Het Haags Initiatief voor Internationale Samenwerking
Gisteren, 26 februari 2024, verzocht de Republiek Fiji het Internationale Gerechtshof (ICJ) om geen advies uit te brengen over de “juridische gevolgen van Israëls langdurige bezetting, vestiging en annexatie van het sinds 1967 bezette Palestijnse gebied”.
Deze opmerkingen werden ingediend op de laatste dag van een zesdaagse hoorzitting bij het Internationaal Gerechtshof in het Vredespaleis in Den Haag.
Fiji voerde aan dat het verzoek van de Algemene Vergadering aan het Hof om een “advies” uit te brengen “eenzijdig” is.
De Algemene Vergadering van de VN heeft het Hof gevraagd een advies uit te brengen over de juridische implicaties van Israëls “beleid en praktijken” in Oost-Jeruzalem, de Westelijke Jordaanoever en Gaza.
Fiji merkte op dat er twee partijen zijn bij het Israëlisch-Palestijnse conflict. Fiji maakt bezwaar tegen het gebruik van het VN-systeem om slechts één van de partijen te vervolgen. Het Hof, zo betoogde Fiji, mag de rechten van Israël, noch de verantwoordelijkheden van het Palestijnse volk, negeren.
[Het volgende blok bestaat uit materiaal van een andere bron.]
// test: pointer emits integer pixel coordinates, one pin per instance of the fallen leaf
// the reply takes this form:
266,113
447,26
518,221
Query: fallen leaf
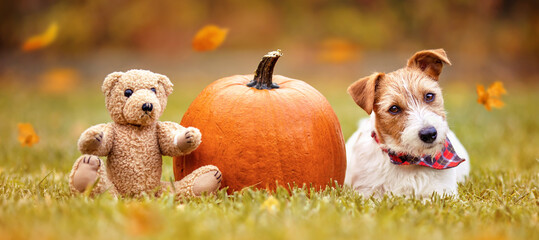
42,40
271,205
59,80
209,38
491,96
27,135
337,50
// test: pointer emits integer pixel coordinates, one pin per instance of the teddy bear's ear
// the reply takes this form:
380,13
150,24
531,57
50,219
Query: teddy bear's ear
110,81
165,82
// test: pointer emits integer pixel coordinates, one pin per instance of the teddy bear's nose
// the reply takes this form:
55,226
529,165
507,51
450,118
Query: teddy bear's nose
147,107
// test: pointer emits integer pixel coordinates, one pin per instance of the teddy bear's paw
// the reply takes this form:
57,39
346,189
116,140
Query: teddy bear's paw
208,182
86,173
92,140
188,140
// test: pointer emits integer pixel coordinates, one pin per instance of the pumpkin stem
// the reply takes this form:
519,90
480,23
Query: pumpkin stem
264,72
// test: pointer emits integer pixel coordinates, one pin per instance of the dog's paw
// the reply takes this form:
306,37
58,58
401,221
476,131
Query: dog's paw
86,173
188,140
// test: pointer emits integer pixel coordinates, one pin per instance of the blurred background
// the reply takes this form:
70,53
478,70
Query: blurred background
328,44
344,40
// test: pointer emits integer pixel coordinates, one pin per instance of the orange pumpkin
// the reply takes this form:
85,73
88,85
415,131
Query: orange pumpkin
267,130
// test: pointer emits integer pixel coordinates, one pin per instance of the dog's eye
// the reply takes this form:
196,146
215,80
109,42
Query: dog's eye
128,93
429,97
394,109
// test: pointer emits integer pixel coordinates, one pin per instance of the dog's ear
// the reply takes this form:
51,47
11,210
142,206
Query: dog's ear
166,83
362,91
429,61
110,81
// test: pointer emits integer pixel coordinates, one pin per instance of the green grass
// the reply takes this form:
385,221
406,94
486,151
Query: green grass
499,201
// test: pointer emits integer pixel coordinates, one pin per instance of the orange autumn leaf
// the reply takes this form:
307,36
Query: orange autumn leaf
337,50
41,40
59,80
27,135
209,38
491,96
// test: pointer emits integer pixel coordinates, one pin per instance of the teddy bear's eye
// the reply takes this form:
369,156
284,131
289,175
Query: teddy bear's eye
128,93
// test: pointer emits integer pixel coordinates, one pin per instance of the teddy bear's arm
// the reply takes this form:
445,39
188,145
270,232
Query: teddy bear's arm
97,140
175,140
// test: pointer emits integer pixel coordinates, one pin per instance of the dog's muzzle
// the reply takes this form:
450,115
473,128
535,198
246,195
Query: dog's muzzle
428,134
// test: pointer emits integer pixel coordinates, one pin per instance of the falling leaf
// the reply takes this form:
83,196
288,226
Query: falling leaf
141,220
337,50
42,40
27,135
209,38
271,205
59,80
491,97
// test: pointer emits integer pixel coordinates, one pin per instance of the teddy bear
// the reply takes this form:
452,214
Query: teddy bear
135,142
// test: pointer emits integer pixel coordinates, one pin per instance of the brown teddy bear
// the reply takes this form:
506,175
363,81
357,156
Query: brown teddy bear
135,142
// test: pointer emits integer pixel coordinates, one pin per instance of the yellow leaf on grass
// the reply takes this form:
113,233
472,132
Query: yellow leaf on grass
27,135
59,80
271,205
209,38
337,50
491,96
42,40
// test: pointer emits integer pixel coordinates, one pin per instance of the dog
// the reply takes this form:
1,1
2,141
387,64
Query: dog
405,147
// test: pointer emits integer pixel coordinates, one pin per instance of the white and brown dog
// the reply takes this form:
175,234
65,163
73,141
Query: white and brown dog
405,147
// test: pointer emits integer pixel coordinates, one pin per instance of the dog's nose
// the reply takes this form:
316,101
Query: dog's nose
428,134
147,107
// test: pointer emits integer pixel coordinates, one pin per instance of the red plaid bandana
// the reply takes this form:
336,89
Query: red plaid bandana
447,158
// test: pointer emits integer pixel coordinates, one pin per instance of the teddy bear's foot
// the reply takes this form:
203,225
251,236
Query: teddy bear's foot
86,173
208,182
204,179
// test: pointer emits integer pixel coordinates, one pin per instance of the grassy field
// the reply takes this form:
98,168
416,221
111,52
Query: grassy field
499,201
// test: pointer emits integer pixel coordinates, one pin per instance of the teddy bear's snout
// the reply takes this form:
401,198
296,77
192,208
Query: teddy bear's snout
142,108
147,107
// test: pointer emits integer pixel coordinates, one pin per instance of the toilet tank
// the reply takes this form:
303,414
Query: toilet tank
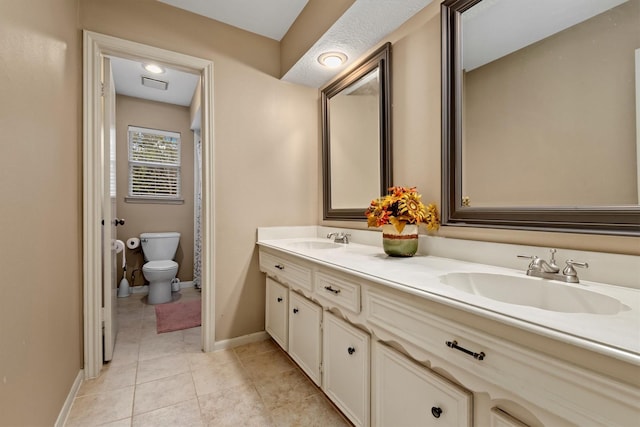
159,246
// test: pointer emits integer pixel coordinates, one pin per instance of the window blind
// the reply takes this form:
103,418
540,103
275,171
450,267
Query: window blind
154,163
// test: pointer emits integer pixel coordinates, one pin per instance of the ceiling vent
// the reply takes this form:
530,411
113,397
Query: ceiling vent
153,83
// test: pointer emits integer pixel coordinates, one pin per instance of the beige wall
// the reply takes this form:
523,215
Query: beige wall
154,217
266,142
560,116
417,146
40,212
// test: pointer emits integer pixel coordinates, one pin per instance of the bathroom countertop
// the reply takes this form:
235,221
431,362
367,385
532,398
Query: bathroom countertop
614,335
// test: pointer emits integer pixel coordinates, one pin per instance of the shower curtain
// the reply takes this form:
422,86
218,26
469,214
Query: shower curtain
197,210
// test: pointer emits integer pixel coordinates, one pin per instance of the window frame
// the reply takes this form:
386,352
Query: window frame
177,166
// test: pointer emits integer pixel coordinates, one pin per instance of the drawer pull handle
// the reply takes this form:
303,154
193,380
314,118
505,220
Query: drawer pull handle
330,289
454,344
436,412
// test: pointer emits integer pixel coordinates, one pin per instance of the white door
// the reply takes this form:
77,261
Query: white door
110,220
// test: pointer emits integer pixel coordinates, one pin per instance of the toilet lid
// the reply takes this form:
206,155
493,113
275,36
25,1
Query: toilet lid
160,265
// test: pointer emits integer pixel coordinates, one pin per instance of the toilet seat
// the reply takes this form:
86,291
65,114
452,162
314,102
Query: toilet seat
164,265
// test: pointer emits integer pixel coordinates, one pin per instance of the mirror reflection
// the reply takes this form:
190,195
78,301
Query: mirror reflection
355,143
540,116
357,138
550,104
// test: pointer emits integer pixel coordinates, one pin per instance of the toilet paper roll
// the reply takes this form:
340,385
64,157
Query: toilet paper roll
120,248
133,243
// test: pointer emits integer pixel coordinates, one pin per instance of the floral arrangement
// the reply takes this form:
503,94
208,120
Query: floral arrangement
400,207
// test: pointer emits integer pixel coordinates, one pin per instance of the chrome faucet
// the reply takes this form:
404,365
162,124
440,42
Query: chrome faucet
339,237
538,267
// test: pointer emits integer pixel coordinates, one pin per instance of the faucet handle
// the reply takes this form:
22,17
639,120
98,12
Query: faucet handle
533,259
552,261
570,271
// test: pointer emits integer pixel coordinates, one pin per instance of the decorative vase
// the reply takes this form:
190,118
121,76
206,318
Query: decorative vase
403,244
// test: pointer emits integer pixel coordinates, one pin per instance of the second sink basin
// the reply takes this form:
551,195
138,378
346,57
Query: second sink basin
539,293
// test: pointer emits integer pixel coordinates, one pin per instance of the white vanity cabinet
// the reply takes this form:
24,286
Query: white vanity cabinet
346,366
276,312
404,393
388,354
305,338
Volgens Fiji zijn zowel de Palestijnen als Israël verplicht zich te houden aan de Oslo-akkoorden, die onderhandelingen vereisen over alle kwesties over de uiteindelijke status, inclusief Jeruzalem, nederzettingen, veiligheid en grenzen. Israël en de PLO zijn ook overeengekomen geen unilaterale stappen te ondernemen om onderhandelingen te vermijden.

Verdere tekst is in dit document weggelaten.